Trust me, I take no pleasure in telling this story but I’m doing so in the hope that some of you in that 50% group will read it and change your attitude and maybe get cast next time.

It begins a few months ago when we posted a casting notice here on enCAST looking for actors for a film. It was, all in all, the kind of film and the kind of role actors really look for: a well paid lead role in a full length drama film shooting in a cool location in Southern Europe. (There were a few other roles as well, but let’s just talk about the lead for now.)

And if that were not enough, there was also a famous and well respected English actor featuring in the film and working alongside them would be a coup for any up and coming actor.

So the casting notice went up and within days we had received a lot of submissions. The production company had asked us to help with the preliminary casting so we began to go through them. Almost every actor who submitted could have played the role (i.e. they were the right age, look, etc) and since there were other roles in the film to cast as well, we wrote back to every single actor who submitted and asked them to send us a very short self-tape where they performed a scene from the film.

Now remember, every single actor we wrote to could have got the role. In fact, we WANTED to get back loads of awesome self-tapes: that is what makes Casting Directors (CDs) get excited! We were rooting for these actors. We couldn’t wait to send on a whole bunch of self-tapes to the production showcasing incredible talent so every time an email arrived in our inbox we opened it up and waited eagerly to see what the self-tape was like.

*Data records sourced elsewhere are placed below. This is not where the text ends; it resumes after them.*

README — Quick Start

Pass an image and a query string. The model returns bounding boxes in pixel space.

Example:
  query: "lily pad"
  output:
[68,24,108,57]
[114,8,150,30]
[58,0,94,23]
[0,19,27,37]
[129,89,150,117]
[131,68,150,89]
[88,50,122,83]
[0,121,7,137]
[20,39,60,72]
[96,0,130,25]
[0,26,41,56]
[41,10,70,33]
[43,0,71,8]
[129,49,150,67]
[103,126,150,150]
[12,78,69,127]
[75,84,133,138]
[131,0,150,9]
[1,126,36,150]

But now, months later with the casting long closed, I have to tell you that we received just half the self-tapes we asked for.

In other words, we offered a whole bunch of actors an incredible opportunity to be in a potentially huge film and half the actors we asked just couldn’t be bothered to even write back to us or make the self-tape.

Naturally they weren’t even considered for any of the roles.

The irony is, of course, we loved the look of some of those actors who didn’t respond. Some of them we genuinely thought could stand a good chance of getting the role and yet… they just blew it. It’s hard to imagine, isn’t it. Acting is a tough business and here we were handing a load of actors a really great opportunity and half of them didn’t even care enough to make the effort.

(Fortunately we received some amazing self-tapes which we sent on to the production and they selected the very best who are now deep in rehearsals for a shoot later this year… but that’s another story.)

So I will end with a simple plea: if we (or a production) ever ask you for a self-tape it means we think and we hope that you might be the perfect actor for a role so please don’t ruin your chances before you begin by not even making the self-tape.